• Start Date: 2025-09-12

  • FLIP PR: #4844

FLIP 4844: Variable eager sharding#

Summary#

Simplify the creation of sharded NNX models. When a sharding annotation is provided, all nnx.Variable creation will require a mesh context and automatically be sharded as annotated.

See GSPMD Guide for a comprehensive guide on how to make sharded NNX models.

Motivation#

To create a sharded model, user should only need to do this:

mesh = jax.make_mesh(((2, 4)), ("data", "model"))
with jax.set_mesh(mesh):
  model = YourModelWithShardingAnnotations()

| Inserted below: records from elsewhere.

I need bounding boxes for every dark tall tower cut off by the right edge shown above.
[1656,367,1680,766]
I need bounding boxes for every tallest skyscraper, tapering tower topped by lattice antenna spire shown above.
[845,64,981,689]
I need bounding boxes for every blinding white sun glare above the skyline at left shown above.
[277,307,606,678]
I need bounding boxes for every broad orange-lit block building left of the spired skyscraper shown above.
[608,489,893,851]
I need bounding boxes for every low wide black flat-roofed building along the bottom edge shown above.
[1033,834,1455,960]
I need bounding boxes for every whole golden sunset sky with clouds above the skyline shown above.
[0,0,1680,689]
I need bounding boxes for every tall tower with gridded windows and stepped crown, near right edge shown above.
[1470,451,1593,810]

Instead of the current boilerplate combo of nnx.jit, nnx.get_partition_spec, with_sharding_constraint and nnx.update:

@nnx.jit
def create_sharded_model():
  model = YourModelWithShardingAnnotations() # Unsharded at this moment.
  state = nnx.state(model)                   # The model's state, a pure pytree.
  pspecs = nnx.get_partition_spec(state)     # Strip out the annotations from state.
  sharded_state = jax.lax.with_sharding_constraint(state, pspecs)
  nnx.update(model, sharded_state)           # The model is sharded now!
  return model

mesh = jax.make_mesh(((2, 4)), ("data", "model"))
with jax.set_mesh(mesh):
  sharded_model = create_sharded_model()

Backward compatibility#

User can turn off this feature in two ways:

  • Global config flag: Run flax.config.update('flax_always_shard_variable', False) before running any NNX model initialization.

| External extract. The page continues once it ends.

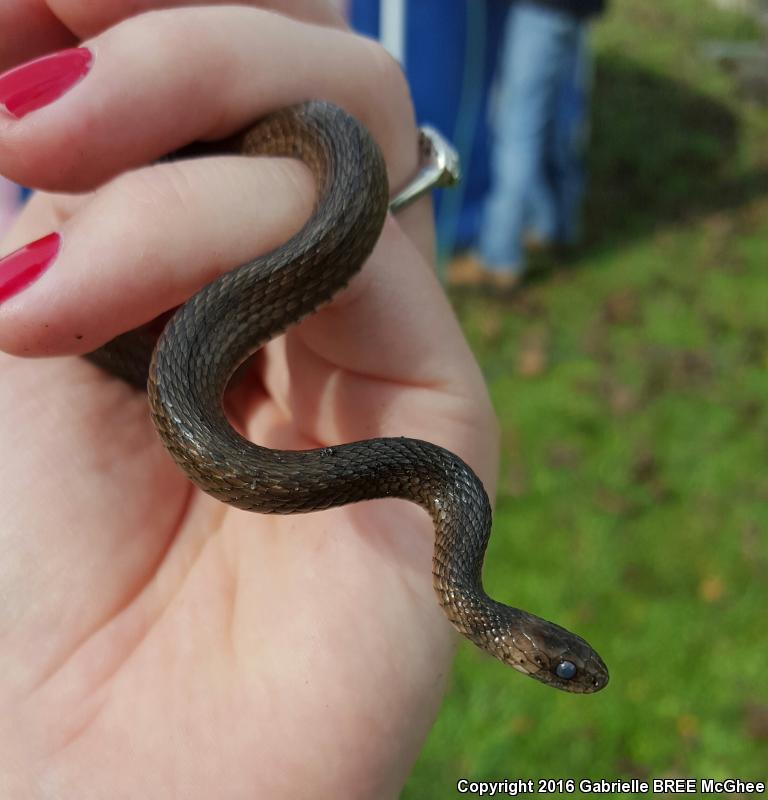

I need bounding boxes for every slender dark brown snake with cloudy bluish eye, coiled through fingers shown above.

  • Variable-specific flag: Create a specific variable with metadata eager_sharding=False, such as: nnx.Param(..., eager_sharding=False).

Flexibility options#

For debugging in a CPU environment, make a dummy mesh to run the model:

mesh = jax.make_mesh(((1, 1, 1)), ('your', 'axes', 'names'))
with jax.set_mesh(mesh):
  ...

For JAX explicit mode, remove the out_sharding= annotation on the nnx.Variable.

Implementation#

When an nnx.Variable is created, check for the metadata out_sharding, and if present, check if under a valid global mesh context of was supplied with a valid mesh. If no, throw error; if yes, call jax.lax.with_sharding_constraint to apply sharding constraint on the value.

Note that this only works in auto sharding mode. User should use JAX-level APIs to annotate shardings for explicit mode.